Let the matrix $$A = \begin{bmatrix} 1 & 0 & 0 \\ 1 & 0 & 1 \\ 0 & 1 & 0 \end{bmatrix}$$ satisfy $$A^n = A^{n-2} + A^2 - I$$ for $$n \geq 3$$. Then the sum of all the elements of $$A^{50}$$ is :

Let $$\Sigma(M)$$ denote the sum of all the elements of a matrix $$M$$.
We have $$A = \begin{bmatrix} 1 & 0 & 0 \\ 1 & 0 & 1 \\ 0 & 1 & 0 \end{bmatrix}$$ and the relation

$$A^{n} = A^{\,n-2} + A^{2} - I \quad\text{for}\; n \ge 3$$ $$-(1)$$

Applying $$\Sigma$$ on both sides of $$(1)$$ gives a relation for the sums:

$$\Sigma\!\left(A^{n}\right) = \Sigma\!\left(A^{\,n-2}\right) + \Sigma\!\left(A^{2}\right) - \Sigma(I)$$ $$-(2)$$

Because $$\Sigma$$ is linear (sum of elements of a sum is the sum of the individual sums), $$(2)$$ is valid for every $$n \ge 3$$.

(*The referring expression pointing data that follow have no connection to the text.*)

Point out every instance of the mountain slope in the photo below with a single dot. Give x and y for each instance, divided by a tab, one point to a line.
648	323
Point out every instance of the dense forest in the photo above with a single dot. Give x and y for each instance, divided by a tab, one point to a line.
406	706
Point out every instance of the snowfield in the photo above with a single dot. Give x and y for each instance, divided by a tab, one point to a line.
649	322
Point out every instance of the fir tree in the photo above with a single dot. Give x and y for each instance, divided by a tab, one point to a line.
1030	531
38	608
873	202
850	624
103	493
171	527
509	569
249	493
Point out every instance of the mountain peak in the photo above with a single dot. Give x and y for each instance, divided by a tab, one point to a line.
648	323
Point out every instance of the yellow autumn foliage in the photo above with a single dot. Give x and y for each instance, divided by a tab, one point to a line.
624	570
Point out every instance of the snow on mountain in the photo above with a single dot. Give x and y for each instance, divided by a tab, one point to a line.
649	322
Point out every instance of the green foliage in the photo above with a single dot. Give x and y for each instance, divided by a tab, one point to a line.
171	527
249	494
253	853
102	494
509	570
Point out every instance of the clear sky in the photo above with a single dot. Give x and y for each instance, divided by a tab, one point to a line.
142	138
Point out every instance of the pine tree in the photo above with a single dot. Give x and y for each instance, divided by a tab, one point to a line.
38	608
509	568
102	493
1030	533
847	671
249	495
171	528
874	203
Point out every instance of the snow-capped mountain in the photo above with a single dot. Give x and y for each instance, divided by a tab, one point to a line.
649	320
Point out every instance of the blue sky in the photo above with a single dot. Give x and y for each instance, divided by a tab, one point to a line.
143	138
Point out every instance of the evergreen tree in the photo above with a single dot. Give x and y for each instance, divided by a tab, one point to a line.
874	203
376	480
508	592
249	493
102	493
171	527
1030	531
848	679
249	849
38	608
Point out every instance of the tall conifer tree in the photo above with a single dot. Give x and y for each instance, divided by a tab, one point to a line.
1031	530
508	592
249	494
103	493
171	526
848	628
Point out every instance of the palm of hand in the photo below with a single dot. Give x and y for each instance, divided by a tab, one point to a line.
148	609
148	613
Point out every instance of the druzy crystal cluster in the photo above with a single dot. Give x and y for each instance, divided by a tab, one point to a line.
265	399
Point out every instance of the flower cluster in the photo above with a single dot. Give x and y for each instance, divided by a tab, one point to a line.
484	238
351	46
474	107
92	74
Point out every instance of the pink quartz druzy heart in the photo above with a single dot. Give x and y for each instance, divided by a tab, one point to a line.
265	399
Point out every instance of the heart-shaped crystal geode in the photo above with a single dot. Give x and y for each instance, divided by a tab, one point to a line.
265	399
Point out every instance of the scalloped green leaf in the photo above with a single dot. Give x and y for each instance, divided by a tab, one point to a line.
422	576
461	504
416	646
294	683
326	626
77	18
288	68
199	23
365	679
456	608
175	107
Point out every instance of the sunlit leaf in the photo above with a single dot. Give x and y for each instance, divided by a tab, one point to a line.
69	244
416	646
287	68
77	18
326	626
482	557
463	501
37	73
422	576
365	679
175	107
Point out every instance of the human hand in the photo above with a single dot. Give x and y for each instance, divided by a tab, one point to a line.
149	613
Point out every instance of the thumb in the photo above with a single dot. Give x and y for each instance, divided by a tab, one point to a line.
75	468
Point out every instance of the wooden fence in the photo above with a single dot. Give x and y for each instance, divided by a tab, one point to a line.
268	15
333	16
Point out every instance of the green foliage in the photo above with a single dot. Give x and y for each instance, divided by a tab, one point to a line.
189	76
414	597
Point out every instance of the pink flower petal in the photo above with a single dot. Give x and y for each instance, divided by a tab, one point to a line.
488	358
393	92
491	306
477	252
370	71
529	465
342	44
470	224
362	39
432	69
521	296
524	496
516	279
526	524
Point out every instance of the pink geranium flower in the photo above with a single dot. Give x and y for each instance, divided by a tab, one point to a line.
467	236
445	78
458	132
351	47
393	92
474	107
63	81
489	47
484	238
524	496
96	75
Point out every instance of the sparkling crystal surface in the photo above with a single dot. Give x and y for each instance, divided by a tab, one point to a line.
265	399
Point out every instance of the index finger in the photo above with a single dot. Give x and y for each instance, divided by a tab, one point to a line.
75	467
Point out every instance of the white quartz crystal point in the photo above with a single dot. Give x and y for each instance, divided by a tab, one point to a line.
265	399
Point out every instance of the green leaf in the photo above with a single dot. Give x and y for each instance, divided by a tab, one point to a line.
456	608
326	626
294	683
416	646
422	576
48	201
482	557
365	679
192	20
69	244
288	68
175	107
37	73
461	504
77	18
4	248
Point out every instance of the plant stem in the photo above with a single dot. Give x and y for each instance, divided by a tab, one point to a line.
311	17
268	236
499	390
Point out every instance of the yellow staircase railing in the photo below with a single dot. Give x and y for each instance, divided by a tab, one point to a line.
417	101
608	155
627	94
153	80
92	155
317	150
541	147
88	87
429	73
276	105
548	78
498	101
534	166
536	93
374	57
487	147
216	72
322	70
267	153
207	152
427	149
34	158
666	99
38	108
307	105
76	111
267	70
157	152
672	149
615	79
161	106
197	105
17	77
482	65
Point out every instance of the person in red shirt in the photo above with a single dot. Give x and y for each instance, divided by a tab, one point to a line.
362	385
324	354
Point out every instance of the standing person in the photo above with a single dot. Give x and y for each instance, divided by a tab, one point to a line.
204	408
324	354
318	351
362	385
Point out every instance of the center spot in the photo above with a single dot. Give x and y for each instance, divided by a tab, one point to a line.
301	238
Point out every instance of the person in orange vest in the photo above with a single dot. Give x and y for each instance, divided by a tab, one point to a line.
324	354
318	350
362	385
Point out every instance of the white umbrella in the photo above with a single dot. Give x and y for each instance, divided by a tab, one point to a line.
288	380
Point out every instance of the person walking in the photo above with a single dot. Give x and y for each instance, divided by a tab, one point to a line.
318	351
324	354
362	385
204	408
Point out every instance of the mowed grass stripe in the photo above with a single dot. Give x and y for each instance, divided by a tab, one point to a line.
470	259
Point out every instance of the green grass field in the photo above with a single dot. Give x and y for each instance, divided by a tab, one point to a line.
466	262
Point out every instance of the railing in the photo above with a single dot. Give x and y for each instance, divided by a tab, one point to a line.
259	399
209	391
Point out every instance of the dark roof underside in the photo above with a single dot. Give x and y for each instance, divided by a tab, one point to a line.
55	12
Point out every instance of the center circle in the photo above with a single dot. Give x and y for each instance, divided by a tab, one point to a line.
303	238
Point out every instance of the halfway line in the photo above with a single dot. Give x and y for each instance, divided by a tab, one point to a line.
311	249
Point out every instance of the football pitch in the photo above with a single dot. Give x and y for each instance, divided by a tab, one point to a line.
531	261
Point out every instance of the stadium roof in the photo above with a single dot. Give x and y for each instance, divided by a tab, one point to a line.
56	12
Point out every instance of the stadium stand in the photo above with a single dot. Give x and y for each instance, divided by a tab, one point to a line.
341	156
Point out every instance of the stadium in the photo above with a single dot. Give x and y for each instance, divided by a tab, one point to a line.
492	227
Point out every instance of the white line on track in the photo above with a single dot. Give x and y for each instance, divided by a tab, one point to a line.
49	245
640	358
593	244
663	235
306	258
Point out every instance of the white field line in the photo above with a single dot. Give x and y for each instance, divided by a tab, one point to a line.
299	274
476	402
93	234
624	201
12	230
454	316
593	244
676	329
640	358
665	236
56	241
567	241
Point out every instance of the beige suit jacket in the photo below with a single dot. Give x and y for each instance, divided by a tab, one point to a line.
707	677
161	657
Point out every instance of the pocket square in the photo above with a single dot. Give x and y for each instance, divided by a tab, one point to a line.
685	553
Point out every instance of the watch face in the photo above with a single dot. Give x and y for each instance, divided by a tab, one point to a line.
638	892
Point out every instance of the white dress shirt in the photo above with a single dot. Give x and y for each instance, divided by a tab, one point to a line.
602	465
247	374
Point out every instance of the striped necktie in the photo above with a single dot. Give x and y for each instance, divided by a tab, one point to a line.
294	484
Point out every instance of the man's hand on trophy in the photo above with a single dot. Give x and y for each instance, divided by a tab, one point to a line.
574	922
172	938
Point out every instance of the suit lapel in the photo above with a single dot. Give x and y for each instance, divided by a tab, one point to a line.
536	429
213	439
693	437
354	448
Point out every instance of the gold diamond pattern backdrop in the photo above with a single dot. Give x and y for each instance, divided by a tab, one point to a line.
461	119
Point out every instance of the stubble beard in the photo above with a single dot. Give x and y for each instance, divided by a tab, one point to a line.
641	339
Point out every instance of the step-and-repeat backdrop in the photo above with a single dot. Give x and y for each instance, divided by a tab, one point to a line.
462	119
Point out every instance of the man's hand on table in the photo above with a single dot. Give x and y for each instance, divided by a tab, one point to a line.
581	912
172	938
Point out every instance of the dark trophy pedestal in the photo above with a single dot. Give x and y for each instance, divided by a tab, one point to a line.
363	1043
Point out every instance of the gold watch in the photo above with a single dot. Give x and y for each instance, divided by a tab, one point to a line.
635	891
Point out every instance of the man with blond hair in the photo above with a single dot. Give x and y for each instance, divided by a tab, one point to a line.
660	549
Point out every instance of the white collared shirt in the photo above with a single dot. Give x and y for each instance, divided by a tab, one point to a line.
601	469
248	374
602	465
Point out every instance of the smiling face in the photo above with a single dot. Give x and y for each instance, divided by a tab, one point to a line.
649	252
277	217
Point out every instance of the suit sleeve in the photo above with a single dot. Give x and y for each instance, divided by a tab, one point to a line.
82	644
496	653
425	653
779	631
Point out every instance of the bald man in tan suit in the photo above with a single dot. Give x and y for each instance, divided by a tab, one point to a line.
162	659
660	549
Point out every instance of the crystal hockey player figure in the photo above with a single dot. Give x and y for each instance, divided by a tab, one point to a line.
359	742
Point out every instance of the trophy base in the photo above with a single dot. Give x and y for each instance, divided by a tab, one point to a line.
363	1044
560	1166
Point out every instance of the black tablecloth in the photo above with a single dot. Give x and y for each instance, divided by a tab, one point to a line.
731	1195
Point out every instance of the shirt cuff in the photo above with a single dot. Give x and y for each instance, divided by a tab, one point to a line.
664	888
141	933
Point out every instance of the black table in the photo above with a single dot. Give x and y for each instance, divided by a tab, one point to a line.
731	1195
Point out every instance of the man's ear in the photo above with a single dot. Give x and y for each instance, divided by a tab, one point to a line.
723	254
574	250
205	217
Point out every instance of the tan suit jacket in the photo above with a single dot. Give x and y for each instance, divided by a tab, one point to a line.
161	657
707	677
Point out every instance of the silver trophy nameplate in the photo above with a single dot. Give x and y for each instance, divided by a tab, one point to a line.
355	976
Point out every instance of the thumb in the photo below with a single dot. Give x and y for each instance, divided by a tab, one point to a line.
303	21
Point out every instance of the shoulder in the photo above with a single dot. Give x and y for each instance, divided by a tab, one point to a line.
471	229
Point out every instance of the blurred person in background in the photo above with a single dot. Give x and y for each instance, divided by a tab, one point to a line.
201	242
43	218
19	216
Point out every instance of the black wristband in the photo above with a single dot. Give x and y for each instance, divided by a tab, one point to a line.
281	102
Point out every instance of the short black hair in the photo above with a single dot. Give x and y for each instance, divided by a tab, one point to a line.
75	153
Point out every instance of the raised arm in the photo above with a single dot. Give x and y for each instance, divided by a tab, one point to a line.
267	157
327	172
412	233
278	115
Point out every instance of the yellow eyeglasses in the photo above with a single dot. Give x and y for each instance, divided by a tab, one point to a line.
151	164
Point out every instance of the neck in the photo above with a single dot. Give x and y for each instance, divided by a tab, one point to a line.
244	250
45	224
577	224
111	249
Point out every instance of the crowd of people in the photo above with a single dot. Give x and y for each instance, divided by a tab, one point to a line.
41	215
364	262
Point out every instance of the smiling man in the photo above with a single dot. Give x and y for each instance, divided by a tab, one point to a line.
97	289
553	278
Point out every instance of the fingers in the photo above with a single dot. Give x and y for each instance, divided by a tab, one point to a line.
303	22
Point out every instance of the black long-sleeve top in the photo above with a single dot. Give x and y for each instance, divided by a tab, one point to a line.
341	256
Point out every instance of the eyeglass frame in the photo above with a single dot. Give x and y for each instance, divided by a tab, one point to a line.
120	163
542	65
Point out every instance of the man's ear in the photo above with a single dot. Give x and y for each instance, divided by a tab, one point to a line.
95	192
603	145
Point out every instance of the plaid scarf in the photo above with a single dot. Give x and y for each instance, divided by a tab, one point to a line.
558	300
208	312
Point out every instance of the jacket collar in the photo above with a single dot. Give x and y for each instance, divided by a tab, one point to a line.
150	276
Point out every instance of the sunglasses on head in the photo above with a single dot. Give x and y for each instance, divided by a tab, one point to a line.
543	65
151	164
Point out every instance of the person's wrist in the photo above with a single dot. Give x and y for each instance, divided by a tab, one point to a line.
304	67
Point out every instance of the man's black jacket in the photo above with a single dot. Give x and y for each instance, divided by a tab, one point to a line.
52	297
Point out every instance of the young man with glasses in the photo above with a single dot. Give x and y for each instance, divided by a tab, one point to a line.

First compute the required base values.

Case 1: $$A^{0}=I$$
$$I = \begin{bmatrix} 1 & 0 & 0 \\ 0 & 1 & 0 \\ 0 & 0 & 1 \end{bmatrix}$$ so $$\Sigma(I)=1+1+1=3$$.

Case 2: $$A^{1}=A$$
Row sums: $$1,\;2,\;1 \;\Rightarrow\; \Sigma(A)=1+2+1=4$$.

Case 3: $$A^{2}$$

Compute $$A^{2}=A\! \cdot\! A$$:

$$A^{2}= \begin{bmatrix} 1 & 0 & 0 \\ 1 & 1 & 0 \\ 1 & 0 & 1 \end{bmatrix}$$
Row sums: $$1,\;2,\;2 \;\Rightarrow\; \Sigma(A^{2})=1+2+2=5$$.

Substituting $$\Sigma(A^{2})=5$$ and $$\Sigma(I)=3$$ into $$(2)$$ gives the recurrence for $$S_n=\Sigma(A^{n})$$:

$$S_n = S_{\,n-2} + 5 - 3 = S_{\,n-2} + 2 \quad\text{for}\; n \ge 3$$ $$-(3)$$

Now build the sequence.

Even powers
$$S_0 = 3$$ (already obtained)
Using $$(3)$$ repeatedly:
$$S_2 = S_0 + 2 = 3 + 2 = 5$$
$$S_4 = S_2 + 2 = 5 + 2 = 7$$
Continuing, every step of two in the index adds 2 to the sum, so

$$S_{2k} = 3 + 2k \quad\text{for}\; k \ge 0$$ $$-(4)$$

Odd powers
$$S_1 = 4$$ (already obtained)
Similarly,

$$S_3 = S_1 + 2 = 4 + 2 = 6$$
$$S_5 = S_3 + 2 = 6 + 2 = 8$$
Hence

$$S_{2k+1} = 4 + 2k \quad\text{for}\; k \ge 0$$ $$-(5)$$

We need $$S_{50}$$. Since $$50 = 2 \times 25$$ is even, use $$(4)$$ with $$k = 25$$:

$$S_{50} = 3 + 2 \times 25 = 3 + 50 = 53$$.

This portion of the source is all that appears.